Thursday, February 16, 2017

Cixin Liu - The Three-Body Problem

This is a startlingly original piece of science fiction, which is as fascinating in its look at the history of 20th century China as it is with its story of the beginnings of an alien invasion, by a superior technology. Cixin Liu cleverly interweaves the historical backdrop to the contemporary story with that of a virtual reality 'game' designed to win converts to an understanding of what the aliens have done to human society.

Beginning in the 1960s, the story focuses on Ye Wenjie's work at the Red Coast station. A place she thinks is designed to track and destroy imperialist space-craft. Instead, the highest levels of the Chinese government are concerned that attempts to communicate with aliens will initially come from the capitalists, not the puveyors of peace and socialism represented by the Chinese state. Socialist readers may well smile at this, but the denunciation of the deviate socialism of the Soviet Union by the characters in the book certainly evokes certain Maoist political propaganda. Ye Wenjie manages to communicate with an alien society, and despite a warning not too from a dissident alien, she directs the civilisation to Earth.

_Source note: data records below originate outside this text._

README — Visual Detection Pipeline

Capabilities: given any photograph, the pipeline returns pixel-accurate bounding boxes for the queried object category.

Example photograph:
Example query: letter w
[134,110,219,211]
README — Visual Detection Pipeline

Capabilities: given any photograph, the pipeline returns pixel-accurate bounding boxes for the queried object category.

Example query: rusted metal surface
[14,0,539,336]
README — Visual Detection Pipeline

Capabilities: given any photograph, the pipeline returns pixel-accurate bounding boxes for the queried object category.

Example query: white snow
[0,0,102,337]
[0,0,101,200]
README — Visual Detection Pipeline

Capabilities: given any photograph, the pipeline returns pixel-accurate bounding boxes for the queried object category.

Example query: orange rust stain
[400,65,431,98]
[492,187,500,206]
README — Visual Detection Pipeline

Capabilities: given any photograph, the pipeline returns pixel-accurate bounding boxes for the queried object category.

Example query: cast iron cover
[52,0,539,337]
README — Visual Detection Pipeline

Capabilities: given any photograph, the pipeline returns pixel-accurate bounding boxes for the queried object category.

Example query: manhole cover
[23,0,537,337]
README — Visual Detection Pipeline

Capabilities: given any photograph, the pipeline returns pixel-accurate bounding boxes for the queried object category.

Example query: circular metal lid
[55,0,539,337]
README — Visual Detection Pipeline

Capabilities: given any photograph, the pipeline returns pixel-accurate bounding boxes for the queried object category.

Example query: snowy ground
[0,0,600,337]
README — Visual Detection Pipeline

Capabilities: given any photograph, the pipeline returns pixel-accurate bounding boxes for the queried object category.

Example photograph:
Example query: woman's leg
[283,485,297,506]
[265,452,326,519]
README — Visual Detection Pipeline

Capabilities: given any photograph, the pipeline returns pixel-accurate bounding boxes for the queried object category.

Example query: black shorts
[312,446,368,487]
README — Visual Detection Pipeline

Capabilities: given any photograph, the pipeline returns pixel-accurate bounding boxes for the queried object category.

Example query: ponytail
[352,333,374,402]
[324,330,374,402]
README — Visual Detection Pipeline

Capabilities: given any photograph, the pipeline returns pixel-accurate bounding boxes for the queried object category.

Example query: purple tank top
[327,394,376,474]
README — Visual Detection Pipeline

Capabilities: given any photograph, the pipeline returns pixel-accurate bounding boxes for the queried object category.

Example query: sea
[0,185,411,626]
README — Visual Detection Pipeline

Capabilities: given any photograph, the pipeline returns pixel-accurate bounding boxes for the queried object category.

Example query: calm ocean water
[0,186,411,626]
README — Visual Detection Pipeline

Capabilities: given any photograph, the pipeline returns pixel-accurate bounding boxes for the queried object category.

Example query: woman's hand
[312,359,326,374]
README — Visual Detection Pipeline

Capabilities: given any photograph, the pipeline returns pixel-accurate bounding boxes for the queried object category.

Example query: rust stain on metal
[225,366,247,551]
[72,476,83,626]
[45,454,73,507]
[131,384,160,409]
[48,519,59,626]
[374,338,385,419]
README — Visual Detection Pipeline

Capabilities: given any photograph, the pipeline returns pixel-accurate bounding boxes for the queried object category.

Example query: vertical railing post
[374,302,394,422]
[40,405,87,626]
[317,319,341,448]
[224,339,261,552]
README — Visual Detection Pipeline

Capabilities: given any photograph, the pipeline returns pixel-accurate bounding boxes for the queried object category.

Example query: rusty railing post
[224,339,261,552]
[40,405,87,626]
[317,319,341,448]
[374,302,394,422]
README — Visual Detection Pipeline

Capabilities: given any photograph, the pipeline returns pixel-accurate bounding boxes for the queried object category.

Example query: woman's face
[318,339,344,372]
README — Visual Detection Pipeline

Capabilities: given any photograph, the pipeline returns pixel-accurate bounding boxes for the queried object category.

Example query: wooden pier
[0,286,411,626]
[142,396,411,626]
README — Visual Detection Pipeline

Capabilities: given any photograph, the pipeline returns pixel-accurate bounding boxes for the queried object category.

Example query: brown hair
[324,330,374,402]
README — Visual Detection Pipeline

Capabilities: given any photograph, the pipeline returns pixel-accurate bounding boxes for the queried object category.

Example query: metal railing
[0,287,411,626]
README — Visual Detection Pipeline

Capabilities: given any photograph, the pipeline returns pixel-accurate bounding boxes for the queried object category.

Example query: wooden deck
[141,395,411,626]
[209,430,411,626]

But faster than light travel is not available, and the aliens know that they could arrive at an Earth with better technology than they have, so they devise a cunning plan to undermine Earth technology. To encourage science to be feared, and scientists themselves to go insane. Its into this world that the character at the centre of the story, a nanotech scientist, Wang Miao is plunged when the united secret services and military forces of the world conspire to try and find out what is happening.

The novel is original, and highly enjoyable. At times some of the characters felt a bit thin, and the dialogue a little wooden. I don't know whether that is the writing, or the difficulties of translating Chinese into English. There are certainly lots of footnotes to explain the history, the translation and cultural differences which I actually found added to the novel. Despite this limitation the story builds up to a satisfying climax and I look forward very much to the follow up volumes.

1 comment:

Stefanie said...

I've been hearing good things about this book for a long time and just hadn't gotten around to requesting it from the library. Your post made me finally go do it! Of course now I am at the bottom of a very long holds queue!